Einde inhoudsopgave
Wet tegemoetkomingen loondomein
Artikel 4.7 Bestuurlijke boete
Geldend
Geldend van 01-01-2024 tot 01-01-2025
- Bronpublicatie:
03-07-2019, Stb. 2019, 246 (uitgifte: 05-07-2019, kamerstukken: 35223)
- Inwerkingtreding
01-01-2024
- Bronpublicatie inwerkingtreding:
03-07-2019, Stb. 2019, 246 (uitgifte: 05-07-2019, kamerstukken: 35223)

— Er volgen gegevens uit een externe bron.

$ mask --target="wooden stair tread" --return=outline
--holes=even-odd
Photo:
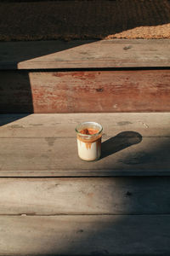
[[[1,124],[13,118],[1,115]],[[104,127],[98,161],[77,156],[74,130],[82,120]],[[169,176],[169,120],[168,113],[28,115],[1,127],[0,176]]]
[[[0,255],[169,255],[169,215],[1,216]]]
[[[3,177],[0,215],[169,214],[170,177]]]
[[[170,67],[170,39],[1,42],[1,69]]]

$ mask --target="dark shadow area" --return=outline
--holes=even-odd
[[[1,114],[1,119],[0,119],[0,126],[3,126],[4,125],[14,122],[18,119],[23,119],[26,116],[28,116],[30,113],[10,113],[10,114]],[[17,126],[17,125],[16,125]]]
[[[136,131],[122,131],[102,143],[101,159],[121,151],[142,141],[142,136]]]
[[[167,0],[17,2],[0,2],[0,40],[101,39],[136,27],[170,23]],[[150,32],[144,31],[144,38],[150,38]],[[142,38],[140,33],[121,38]]]

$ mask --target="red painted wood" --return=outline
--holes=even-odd
[[[170,111],[170,70],[1,72],[1,113]]]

- Overige regelgevende instantie(s)
Ministerie van Sociale Zaken en Werkgelegenheid
- Vakgebied(en)
Loonbelasting / Algemeen
Fiscale wetsvoorstellen (V)
1.
Indien de werkgever een verzoek als bedoeld in artikel 2.1 heeft gedaan met betrekking tot een werknemer die niet voldoet aan de voorwaarden, bedoeld in de artikelen 2.2, 2.6, 2.10 of 2.14, vormt dit een verzuim waarvoor de inspecteur hem een bestuurlijke boete van ten hoogste € 1.319 per verzoek per jaar kan opleggen.
2.
Indien de werkgever in de loonaangifte onjuiste gegevens heeft opgenomen waarvan de juistheid voor de toepassing van deze wet van belang is, vormt dit een verzuim waarvoor de inspecteur hem een bestuurlijke boete van ten hoogste € 1.319 per gegeven per werknemer per jaar kan opleggen.
3.
Artikel 67cb van de Algemene wet inzake rijksbelastingen is van overeenkomstige toepassing op het in het eerste lid en tweede lid genoemde bedrag, met dien verstande dat de wijziging van het bedrag voor het eerst plaatsvindt per 1 januari 2020.
4.
Wanneer de werkgever die een verzoek als bedoeld in artikel 2.1 heeft gedaan met betrekking tot een werknemer die niet voldoet aan de voorwaarden, bedoeld in de artikelen 2.2, 2.6, 2.10 of 2.14, dit verzoek door middel van een correctiebericht intrekt na de in artikel 4.1, tweede lid, bedoelde datum volgend op het kalenderjaar waarop het verzoek betrekking heeft, maar voordat hij weet of redelijkerwijs moet vermoeden dat de inspecteur met de onjuistheid bekend is of bekend zal worden, is dit een omstandigheid die aanleiding geeft tot matiging van de boete.
5.
De inspecteur stelt de bestuurlijke boete bij beschikking vast. De bevoegdheid tot het opleggen van een boete vervalt door verloop van 5 jaren na het einde van het kalenderjaar waarop het verzoek, bedoeld in het eerste lid, betrekking heeft.
6.
Op dit artikel zijn de artikelen 67pa en 67pb van de Algemene wet inzake rijksbelastingen van overeenkomstige toepassing.